Peggy Noonan: Perhaps the GOP Must Lose
Peggy Noonan's latest column is especially thought-provoking.
Baseless ConfidenceRead her entire take.
It may take a defeat in November for the GOP to unlearn the lessons of power.
What's behind the president's, and the Congressional Republicans', poll drop? All the bad news that's been noted, from Iraq and Katrina to high spending and immigration. What's behind the bad decisions made in those areas? Detachment
from the ground.
Power is distancing.
When you've been in Congress for a while, or the White House for a while, you both forget too many things and learn too many things.
You forget why they sent you. You forget it's not that you're charming and wonderful. You forget it's not you. You become immersed in a Washington conversation, a political conversation, that is, by definition, unlike the normal human conversation back home. To survive and thrive, national politicians have to speak two languages, Here and Home. Actually it's more than two languages, it's two cultures. It's hard to straddle cultures.
But even as you forget a lot, you learn a lot. You get crammed into your head the political realities on the ground around you--how big the minority Democratic bloc in the House really is, how many votes the other team has in what committee, where to go for legal money, how the press will react to any given decision or statement.
In time you know a lot of things the people who sent you to Washington don't know. And you come to forget what they do know. It used to be easy for you to remember that, because it's what you knew too.
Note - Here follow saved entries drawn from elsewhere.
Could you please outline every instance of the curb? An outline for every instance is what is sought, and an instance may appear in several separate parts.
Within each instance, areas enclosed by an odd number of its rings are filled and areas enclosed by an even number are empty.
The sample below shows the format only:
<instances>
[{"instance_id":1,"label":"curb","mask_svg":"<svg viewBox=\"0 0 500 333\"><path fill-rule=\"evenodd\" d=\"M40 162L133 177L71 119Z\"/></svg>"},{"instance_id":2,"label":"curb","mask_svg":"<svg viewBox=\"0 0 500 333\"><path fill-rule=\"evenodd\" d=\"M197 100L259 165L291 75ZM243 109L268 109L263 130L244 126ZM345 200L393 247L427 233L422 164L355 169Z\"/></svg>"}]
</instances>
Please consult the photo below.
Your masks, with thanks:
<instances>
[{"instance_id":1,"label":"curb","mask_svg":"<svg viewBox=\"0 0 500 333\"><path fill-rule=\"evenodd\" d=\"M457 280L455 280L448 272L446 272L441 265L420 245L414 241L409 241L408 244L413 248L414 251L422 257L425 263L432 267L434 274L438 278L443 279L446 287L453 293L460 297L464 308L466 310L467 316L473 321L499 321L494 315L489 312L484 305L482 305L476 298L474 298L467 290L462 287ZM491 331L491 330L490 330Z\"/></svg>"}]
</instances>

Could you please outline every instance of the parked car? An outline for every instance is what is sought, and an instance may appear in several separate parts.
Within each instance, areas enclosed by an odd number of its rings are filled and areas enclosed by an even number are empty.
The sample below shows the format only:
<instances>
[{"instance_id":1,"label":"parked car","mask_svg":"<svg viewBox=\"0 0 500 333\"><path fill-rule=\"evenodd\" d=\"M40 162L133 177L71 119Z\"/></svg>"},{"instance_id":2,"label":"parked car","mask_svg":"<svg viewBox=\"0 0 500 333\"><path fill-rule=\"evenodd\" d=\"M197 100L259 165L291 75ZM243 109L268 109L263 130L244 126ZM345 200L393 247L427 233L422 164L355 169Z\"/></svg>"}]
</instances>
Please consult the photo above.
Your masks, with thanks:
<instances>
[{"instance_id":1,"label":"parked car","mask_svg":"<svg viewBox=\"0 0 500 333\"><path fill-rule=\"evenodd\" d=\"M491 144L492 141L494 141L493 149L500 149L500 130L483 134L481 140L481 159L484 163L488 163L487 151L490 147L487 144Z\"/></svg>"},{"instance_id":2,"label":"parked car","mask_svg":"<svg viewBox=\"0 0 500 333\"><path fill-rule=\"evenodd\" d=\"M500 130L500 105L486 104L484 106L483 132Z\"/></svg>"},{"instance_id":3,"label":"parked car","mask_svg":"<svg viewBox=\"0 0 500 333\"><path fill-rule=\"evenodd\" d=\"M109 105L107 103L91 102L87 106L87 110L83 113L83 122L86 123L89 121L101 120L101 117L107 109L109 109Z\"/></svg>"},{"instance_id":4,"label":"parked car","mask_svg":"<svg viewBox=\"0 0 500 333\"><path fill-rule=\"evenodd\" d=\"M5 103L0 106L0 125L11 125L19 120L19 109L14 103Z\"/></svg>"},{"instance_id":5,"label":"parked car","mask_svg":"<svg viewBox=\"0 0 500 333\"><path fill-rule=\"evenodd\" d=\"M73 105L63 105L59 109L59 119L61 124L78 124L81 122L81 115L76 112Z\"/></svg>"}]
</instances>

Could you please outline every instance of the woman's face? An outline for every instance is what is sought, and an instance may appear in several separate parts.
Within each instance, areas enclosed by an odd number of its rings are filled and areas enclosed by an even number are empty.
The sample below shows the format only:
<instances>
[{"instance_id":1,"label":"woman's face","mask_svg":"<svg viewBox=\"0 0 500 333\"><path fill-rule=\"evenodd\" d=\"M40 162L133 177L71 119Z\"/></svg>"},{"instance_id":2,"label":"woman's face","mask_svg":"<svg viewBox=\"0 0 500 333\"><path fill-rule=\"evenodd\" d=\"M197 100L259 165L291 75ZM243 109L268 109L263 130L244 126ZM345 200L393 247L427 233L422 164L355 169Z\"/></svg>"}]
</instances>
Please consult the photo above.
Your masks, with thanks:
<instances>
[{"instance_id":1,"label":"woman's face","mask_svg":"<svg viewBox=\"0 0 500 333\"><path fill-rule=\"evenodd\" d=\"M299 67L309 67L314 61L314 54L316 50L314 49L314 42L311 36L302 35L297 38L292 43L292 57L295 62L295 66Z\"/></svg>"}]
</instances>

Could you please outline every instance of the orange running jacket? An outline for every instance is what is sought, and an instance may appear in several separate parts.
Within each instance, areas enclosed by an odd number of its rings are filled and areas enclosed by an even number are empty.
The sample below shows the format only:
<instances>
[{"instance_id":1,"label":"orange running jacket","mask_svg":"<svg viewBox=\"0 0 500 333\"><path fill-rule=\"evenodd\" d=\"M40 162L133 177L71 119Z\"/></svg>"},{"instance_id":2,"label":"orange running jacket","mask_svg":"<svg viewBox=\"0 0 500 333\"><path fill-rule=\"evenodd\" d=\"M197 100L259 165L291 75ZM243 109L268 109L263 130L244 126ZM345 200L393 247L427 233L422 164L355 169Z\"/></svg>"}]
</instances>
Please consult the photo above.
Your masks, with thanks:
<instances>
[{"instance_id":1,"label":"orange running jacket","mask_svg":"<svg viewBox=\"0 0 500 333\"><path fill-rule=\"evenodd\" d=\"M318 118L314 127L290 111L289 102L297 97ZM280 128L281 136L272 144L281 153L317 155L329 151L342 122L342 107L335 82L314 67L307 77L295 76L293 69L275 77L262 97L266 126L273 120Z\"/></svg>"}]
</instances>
Republicans inside and outside Washington are right when they say Republican leaders take a daily pounding in the press. They do. They're right when they say this causes attrition. It does. They're right when they say history handed the Republicans a unique challenge in 9/11 and after.
But it's also true that the administration and the Congress are losing their base, and it isn't because of the media. Republicans on the ground love to defy the MSM. When the media dislike their guy, they take it as proof their guy is good.




3 Comments:
If you ask me, this Republican Party has no right to claim the legacy of Ronald Reagan or Barry Goldwater. If either one of them were alive today, they would be grieved at what is going on today.
i have a comment and Peggy Noonan have nailed it. It is even MORE applicable to the Wisconsin Leislature.
Sad to say the Republicans are quite filthy on both the Federal and State level. Power corrupts - Scott Jensen's continued claim of innocence and victimization is getting really annoying.